Such a terrible tale, beautifully written-terrible in the same way that all stories that pertain to this dark slice of history are terrible.
"She was a girl. In Nazi Germany. How fitting that she was discovering the power of words." These few lines from The Book Thief, by Markus Zusak, best sum up the basic bones of the story. The rest is the meat that is best digested by each individual on their own.
The power of words. Every once in a while I come across a book that totally engulfs me and climbs deep inside my soul, never to let go--a book that possesses me to such an extent that I feel as if the story belongs to me. The Book Thief is one of these books.
The power of words. What initially captivated me was the unique style, relayed with such simple eloquence through an unexpected narrator whose credibility is not to be questioned. After that, it was the descriptions, both poetic and fresh. Who cannot appreciate such a picture as: "...Rosa Hubermann had a face decorated with constant fury. That was how the creases were made in the cardboard texture of her complexion."? The story is rife with these delicious types of scenic portrayals. The author forces the reader to see things in a manner slightly off-normal and vividly colored. It was easy to step through the painted words and go back in time--back into a harsh world of passion, deprivation, and devastation. It was easy to fall in love with Hans and Rosa and Rudy, just as easily as Liesel did. It was easy to experience the young girl's pain through the loss of her mother and brother and share her joys and failures as she came of age in war-torn Nazi Germany. Such is the power of words.
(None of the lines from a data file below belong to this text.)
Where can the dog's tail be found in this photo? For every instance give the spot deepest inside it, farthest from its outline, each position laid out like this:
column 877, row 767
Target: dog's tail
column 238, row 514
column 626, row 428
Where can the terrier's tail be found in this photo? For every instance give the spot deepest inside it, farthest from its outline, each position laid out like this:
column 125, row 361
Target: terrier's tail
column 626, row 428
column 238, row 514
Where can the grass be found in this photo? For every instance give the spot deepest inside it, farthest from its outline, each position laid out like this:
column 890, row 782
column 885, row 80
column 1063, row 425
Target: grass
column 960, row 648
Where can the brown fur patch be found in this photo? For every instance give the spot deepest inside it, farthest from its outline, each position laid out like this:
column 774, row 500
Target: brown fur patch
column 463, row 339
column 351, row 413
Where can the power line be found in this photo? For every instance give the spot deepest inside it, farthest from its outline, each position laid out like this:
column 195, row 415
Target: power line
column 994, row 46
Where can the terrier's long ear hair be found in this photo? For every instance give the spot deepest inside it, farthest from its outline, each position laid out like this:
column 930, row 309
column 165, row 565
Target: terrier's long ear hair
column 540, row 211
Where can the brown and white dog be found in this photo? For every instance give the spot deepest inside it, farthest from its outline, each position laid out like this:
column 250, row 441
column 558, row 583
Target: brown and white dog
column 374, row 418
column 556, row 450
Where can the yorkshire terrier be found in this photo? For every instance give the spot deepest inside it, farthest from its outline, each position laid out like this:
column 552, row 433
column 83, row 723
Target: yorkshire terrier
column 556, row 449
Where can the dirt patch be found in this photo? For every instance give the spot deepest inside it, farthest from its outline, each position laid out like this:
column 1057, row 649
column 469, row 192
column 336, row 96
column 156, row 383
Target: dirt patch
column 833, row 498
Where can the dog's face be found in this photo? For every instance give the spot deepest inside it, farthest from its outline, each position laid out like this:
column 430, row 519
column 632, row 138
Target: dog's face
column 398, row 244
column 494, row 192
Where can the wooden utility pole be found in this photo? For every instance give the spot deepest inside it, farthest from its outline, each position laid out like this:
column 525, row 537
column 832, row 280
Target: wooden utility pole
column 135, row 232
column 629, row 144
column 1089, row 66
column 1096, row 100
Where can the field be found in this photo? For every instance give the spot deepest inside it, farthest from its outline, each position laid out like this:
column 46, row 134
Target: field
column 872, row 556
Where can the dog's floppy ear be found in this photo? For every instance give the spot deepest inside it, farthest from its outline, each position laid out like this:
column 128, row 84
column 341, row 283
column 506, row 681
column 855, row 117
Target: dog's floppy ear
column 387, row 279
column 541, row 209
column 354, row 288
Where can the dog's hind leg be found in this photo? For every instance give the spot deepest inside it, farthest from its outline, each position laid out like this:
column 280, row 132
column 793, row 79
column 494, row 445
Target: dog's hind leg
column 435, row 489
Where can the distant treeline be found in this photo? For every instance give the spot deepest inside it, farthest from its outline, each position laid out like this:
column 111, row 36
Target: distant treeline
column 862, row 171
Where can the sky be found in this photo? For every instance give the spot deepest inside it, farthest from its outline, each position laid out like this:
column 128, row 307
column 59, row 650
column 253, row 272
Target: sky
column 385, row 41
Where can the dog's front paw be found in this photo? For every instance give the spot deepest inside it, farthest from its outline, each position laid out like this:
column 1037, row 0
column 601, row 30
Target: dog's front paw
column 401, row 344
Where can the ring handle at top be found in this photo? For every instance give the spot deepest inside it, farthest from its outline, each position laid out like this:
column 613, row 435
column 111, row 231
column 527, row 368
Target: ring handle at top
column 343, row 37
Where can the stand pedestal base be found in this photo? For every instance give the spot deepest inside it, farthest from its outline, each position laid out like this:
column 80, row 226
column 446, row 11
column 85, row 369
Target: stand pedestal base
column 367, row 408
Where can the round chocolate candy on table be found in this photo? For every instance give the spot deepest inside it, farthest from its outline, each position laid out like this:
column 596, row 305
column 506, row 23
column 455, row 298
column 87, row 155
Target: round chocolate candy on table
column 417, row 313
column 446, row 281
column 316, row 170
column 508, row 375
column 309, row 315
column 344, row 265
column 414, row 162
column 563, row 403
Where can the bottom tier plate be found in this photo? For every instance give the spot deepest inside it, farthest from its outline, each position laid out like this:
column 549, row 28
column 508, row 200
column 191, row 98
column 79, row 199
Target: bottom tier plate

The power of words. The story examines all sides of that command and demonstrates how easily that power can corrupt the unsuspecting, maim the weak, uplift a wounded spirit, or alter an innocence warped by the perversities of war.
The lives that touched me within these emotionally dynamic and turbulent pages occasionally drove me to laughter or tears. Yet more often, I was inexorably caught within a long wave of my own pondering mind, overwhemed by "the power of the words." I'm certain the movie will be a worthwhile see, but I doubt it can match the tragic beauty of the written work.